BERLIN.- The title of the exhibition refers to the volume of the space itself (3612.54 m) and to that of the artist (0.05 m), drawing attention to parallels and discontinuities as well as mining the relationship between space and its contents. The volume of the artist, calculated using her height and weight, stands for each visitor as well.

Over the course of her career, Monica Bonvicini has always explored the complex relationship between physical and social space, its historical, political and economical implications as well as the conditions imposed by institutional exhibition spaces. The presentation in the first exhibition hall of the Berlinische Galerie features two installations. Both investigate the construction of the hall itself and its capacity as an exhibition space, pushing it to the very limits of its function.

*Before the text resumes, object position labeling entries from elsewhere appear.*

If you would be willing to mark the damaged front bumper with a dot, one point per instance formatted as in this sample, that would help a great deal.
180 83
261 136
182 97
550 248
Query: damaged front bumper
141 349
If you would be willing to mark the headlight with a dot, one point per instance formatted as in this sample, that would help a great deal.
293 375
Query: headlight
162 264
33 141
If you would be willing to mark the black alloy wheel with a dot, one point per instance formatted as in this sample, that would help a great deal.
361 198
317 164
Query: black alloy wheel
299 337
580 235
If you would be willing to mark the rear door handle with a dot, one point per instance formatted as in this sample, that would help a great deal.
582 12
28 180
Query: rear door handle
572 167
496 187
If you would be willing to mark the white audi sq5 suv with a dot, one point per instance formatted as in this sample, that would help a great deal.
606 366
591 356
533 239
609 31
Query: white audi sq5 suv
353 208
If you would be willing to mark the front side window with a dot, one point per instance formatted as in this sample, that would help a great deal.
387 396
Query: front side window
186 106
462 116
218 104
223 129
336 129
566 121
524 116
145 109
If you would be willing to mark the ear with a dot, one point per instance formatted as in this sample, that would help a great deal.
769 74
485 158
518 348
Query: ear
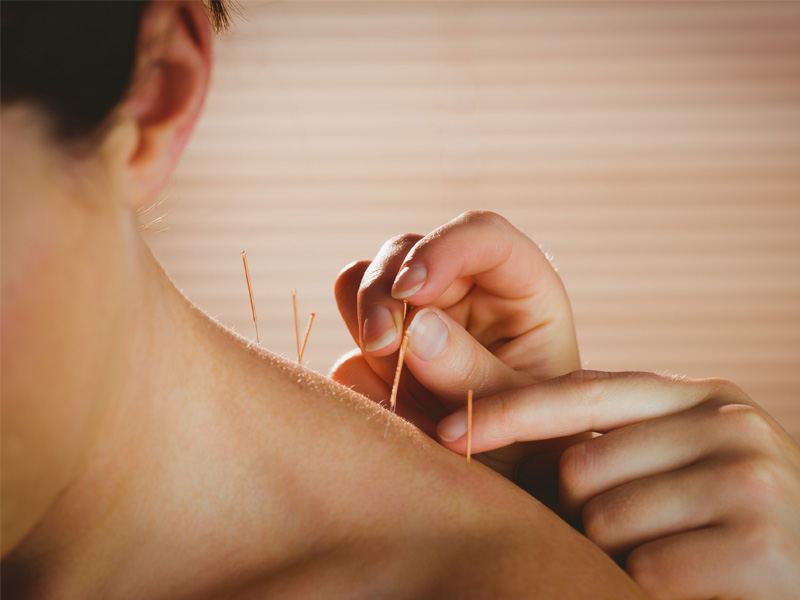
170 82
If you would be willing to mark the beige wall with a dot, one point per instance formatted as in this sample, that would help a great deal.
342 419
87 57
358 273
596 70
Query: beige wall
653 149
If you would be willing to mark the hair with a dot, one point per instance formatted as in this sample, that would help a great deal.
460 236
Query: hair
75 60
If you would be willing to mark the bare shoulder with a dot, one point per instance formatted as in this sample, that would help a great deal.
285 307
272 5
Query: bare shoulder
403 517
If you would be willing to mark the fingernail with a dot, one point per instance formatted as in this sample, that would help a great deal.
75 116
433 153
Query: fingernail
427 335
409 281
452 427
380 329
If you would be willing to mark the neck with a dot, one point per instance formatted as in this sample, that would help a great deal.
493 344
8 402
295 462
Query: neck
221 470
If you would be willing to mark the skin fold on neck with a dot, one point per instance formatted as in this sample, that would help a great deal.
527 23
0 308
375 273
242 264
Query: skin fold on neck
220 467
208 467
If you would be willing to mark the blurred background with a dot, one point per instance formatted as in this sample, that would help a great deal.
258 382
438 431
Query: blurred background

A freestanding structure obstructs the space and slows down the flow of visitors entering it, emphasising the central role architecture plays in defining how subjects behave in and move around a space. With its means of construction exposed – a reference to the stage-like character of facades and architecture –, the installation acts as an autonomous sculptural element, alluding to the distinctive historical features of the museum building. The back of the wall is covered with aluminium panels that reflect the space, but also encourage reflection on it.

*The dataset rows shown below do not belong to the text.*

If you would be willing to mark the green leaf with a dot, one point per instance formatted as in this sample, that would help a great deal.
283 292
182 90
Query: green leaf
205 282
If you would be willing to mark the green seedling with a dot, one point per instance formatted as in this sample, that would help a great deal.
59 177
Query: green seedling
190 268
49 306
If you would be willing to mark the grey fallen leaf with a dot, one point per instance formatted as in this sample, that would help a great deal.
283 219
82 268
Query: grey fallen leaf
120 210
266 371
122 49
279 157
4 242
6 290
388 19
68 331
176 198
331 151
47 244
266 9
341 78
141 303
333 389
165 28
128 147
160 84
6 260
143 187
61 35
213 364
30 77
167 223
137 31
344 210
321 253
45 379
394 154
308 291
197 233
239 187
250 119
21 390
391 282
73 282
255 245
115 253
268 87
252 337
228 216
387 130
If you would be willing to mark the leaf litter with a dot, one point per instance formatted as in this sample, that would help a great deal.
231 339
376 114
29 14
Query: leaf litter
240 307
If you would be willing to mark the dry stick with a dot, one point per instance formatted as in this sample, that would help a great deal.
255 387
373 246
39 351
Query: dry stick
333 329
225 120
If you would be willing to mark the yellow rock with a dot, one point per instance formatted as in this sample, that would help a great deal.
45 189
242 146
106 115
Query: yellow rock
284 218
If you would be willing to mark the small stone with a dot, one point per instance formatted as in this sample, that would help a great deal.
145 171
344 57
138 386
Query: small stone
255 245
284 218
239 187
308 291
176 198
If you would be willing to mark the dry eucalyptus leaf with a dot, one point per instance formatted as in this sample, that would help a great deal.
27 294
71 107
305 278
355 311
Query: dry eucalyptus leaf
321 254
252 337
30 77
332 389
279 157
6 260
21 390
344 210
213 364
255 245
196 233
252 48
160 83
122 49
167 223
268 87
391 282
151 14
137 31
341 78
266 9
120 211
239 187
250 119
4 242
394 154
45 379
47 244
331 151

In the second 10-metre-high installation, an air cylinder generally used for industrial purposes animates a whip-like structure. Moving through the space at different speeds, the whip’s motion is determined by a rhythm composed by the artist. The choreography oscillates between hypnotising steadiness and alarming rapidity, forcing the visitors to find their own way around the space and come to terms with its dimensions. The air needed to animate the installation is taken from the museum’s art depository, the lines running through the ceilings and walls. Thus, Bonvicini’s art infiltrates the institution in ways both seen and unseen.

Bonvicini’s installations are accompanied by a number of other works, including two Diener (“servants“) made from push-pull props used to align wall formwork. Tools, industrial materials and the social norms of the microcosm of the building site have been the subject of Bonvicini’s work since the 1990s. The materials and objects added to the push-pull props of the Diener divorce them from their original context. An evolved form of the readymade, these pieces are reminiscent both of eccentric design and fetish objects, underscoring the charge of artworks that ranges from the auratic to the fetishistic.

The Beauty You Offer Under the Electric Light (2016) is a bronze sculpture of a light switch that reads “no” instead of “on”. Innocuously placed at the margins of the installation, it offers a comment that is as much pointed as it is humorous – if on the exhibition, the architecture or the institution remains unsaid.